Employee Assistance Programs have long been offered by companies, often in conjunction with health insurance programs, to be sure workers have counseling or whatever services necessary to help cope with stress and personal problems. But when employees go abroad, their stress is higher, and many EAPs are conspicuously absent. In a time when many corporations seek to expand globally by opening new departments overseas, some employees report EAP services lacking when they need them most.

A 2007 survey from ORC Worldwide found that 55 percent of international assignees are weighed down by added stress causes by longer hours, extended work days or weeks and cultural differences. Two-thirds or the respondents feel the strain of managing the demands of work and the wellbeing of family.

Karen Louise Booth, a consultant who frequently works on long-term international projects, wishes she had an EAP for support. Her travels for Prepone Consulting have taken her around the world, most recently to Sierra Leone, where she was an election observer for the newly democratic country. She found that working and living in a foreign environment presents a different set of issues than usually encountered while vacationing.

"I thought I was a well-seasoned traveler," she says. "I've been to over fifty countries, and about half of those as a tourist. But you really just touch the surface of a place when you're a visitor. You're usually staying in hotels and services are easy to obtain. Just going out to buy tomatoes can be difficult."

After-the-fact incentives and bonuses alone may not be enough to offset the difficulties of working abroad.

"For those of us who didn't renew our contracts, it was because we hit personal walls," Booth says. "Even though you get benefits and travel, it's not the same. There would be times when we would ask ourselves, 'Do I go out to the market and buy groceries, or stay in because I simply don't want to deal with it today?' "

She says having access to an EAP who was trained in expatriate services would have given her the comfort she needed to feel more satisfied with the work she was doing.

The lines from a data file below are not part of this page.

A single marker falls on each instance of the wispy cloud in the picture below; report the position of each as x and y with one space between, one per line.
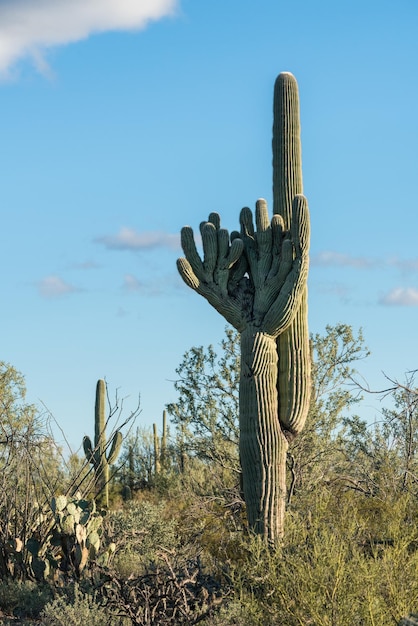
130 239
330 258
400 296
131 283
404 265
54 287
86 265
29 27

"There were nights when I would have appreciated a 1-800 number I could have called just for the relief," she says. "Wouldn't it be great to have an online therapist to video chat with, or even just email? We all have different issues. It would be nice to have someone there who has the ability to process them and just validate them and say, 'Here are some tools and techniques that would be helpful.' "

Some professional services companies are recognizing the need for EAPs dedicated to expatriates. Bensinger, DuPont & Associates offers master's-degreed clinicians who are available by phone or online before, during, and after an employee goes abroad. Gus Stieber, vice president of sales for the company, says one impetus for his client companies to provide EAPs for their executives is security for the time and money invested in that employee.

"You can pay up to a million dollars for the employee, including training and getting them there," he says. "Often it's the high-end executives who are going, so they want to protect that investment."